Une attention particulière à ce dernier outil parce qu’il a développé une syntaxe symbolique de l’offre interpersonnelle – « En quoi puis-je vous aider ? », etc. Il y avait un but de séduction nécessaire pour s’imposer contre une méfiance spontanée du public. Mais le fait est que, n’ayant aucun enjeu de relation personnelle qui la justifie, cette syntaxe ne vaut que comme illusion grossière pour ceux qui se sentent trop privés de relations personnelles dans cette société ! – cf. Intelligence artificielle : non merci !

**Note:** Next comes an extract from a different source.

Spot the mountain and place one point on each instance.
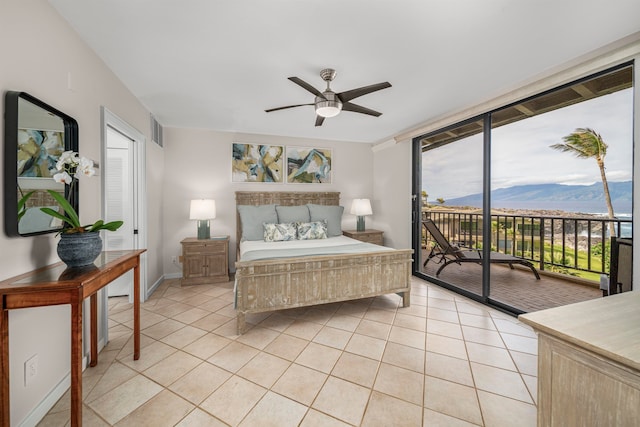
(572, 198)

David Riesmann en écrivant La foule solitaire en 1950, avait pointé une évolution majeure de la société mercatocratique. Nous avons maintenant « La foule solitaire avec smartphone » ! Peut-être est-elle plus profondément seule parce qu’elle ne le sait pas ? Elle ne pourrait pas donc y remédier. Car une grande part des relations sur smartphone ne sont justement pas de l’ordre de la relation personnelle au sens où elles n’engagent pas les personnes dans leur singularité, et donc n’atteint pas le niveau des échanges symboliques. C’est le cas chaque fois que le correspondant n’est là qu’en représentation– d’un groupe social formé en fonction d’un intérêt commun, d’une marque marchande, d’un clan politique, ou de lui-même en tant qu’il veut faire valoir une certaine image de soi, etc. Comme il apparaît à sens unique dans cette représentation, il ne se montre pas dans la complexité de sa personne désirante, mais dans l’unilatéralité de l’être de besoin.

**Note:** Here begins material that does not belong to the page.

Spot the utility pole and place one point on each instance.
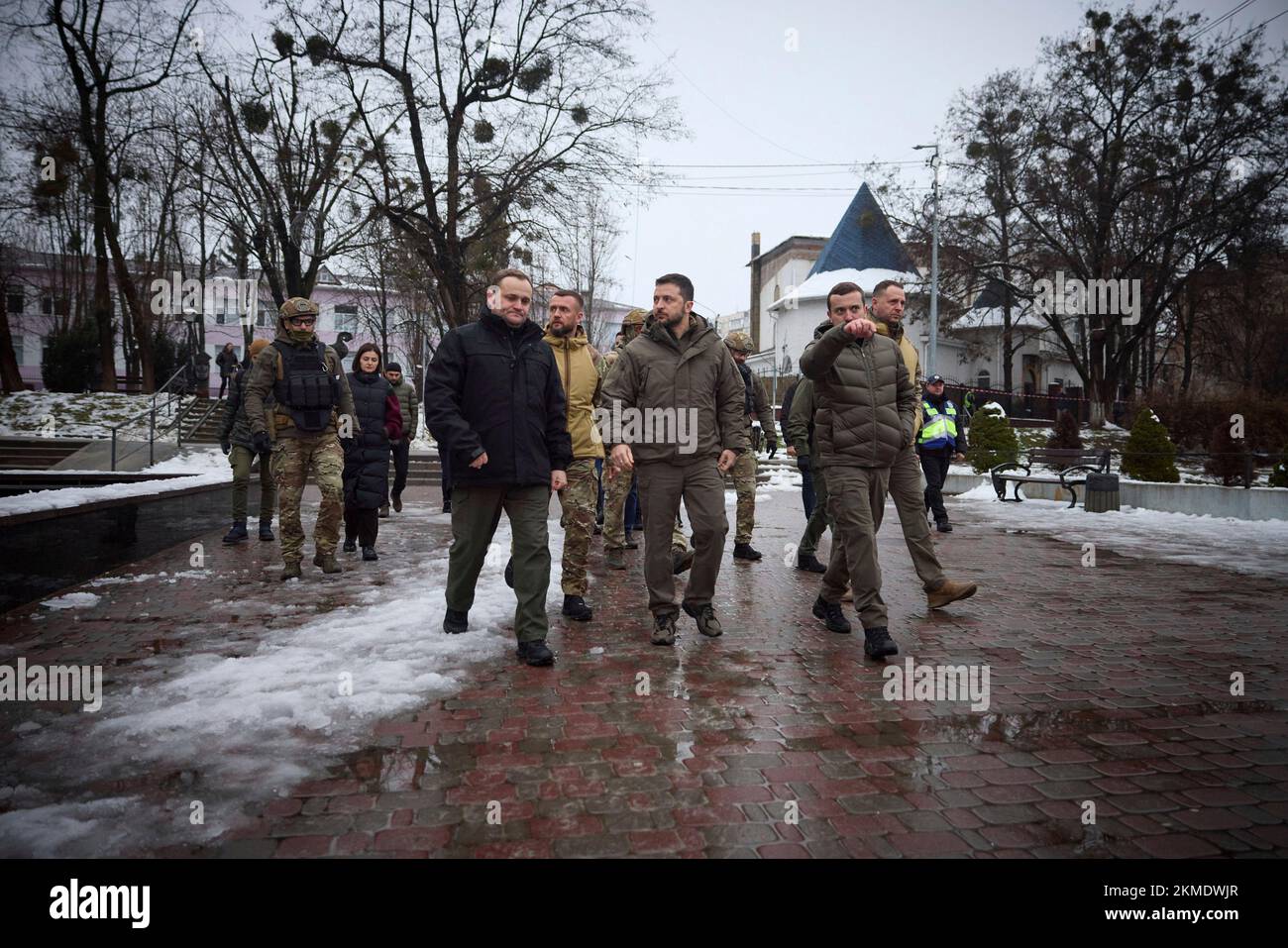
(934, 260)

Il faut rappeler ici que chacun de nous est quelqu’un – une personne – qu’en tant qu’être de désirs, car le désir ouvre à l’expression de sa liberté – il nous faut toujours choisir entre les multiples désirs qui ne cessent de se signaler à notre conscience, c’est ce qui dessine notre profil singulier. Peut-être que la condamnation la plus définitive de la mercatocratie est qu’elle n’a besoin de personne, puisqu’elle ne nous calcule qu’en tant qu’êtres de besoins. (voir en particulier Quand je serai riche !…)
Ce qui signifie que, comme furent les Indiens du mercantilisme, nous sommes les Indiens de la mercatocratie : nous ne sommes finalement personne. C’est pourquoi elle se permet de détruire notre monde, comme fut détruit celui des Indiens.
Telle serait la malédiction de la cupidité mercatocratique.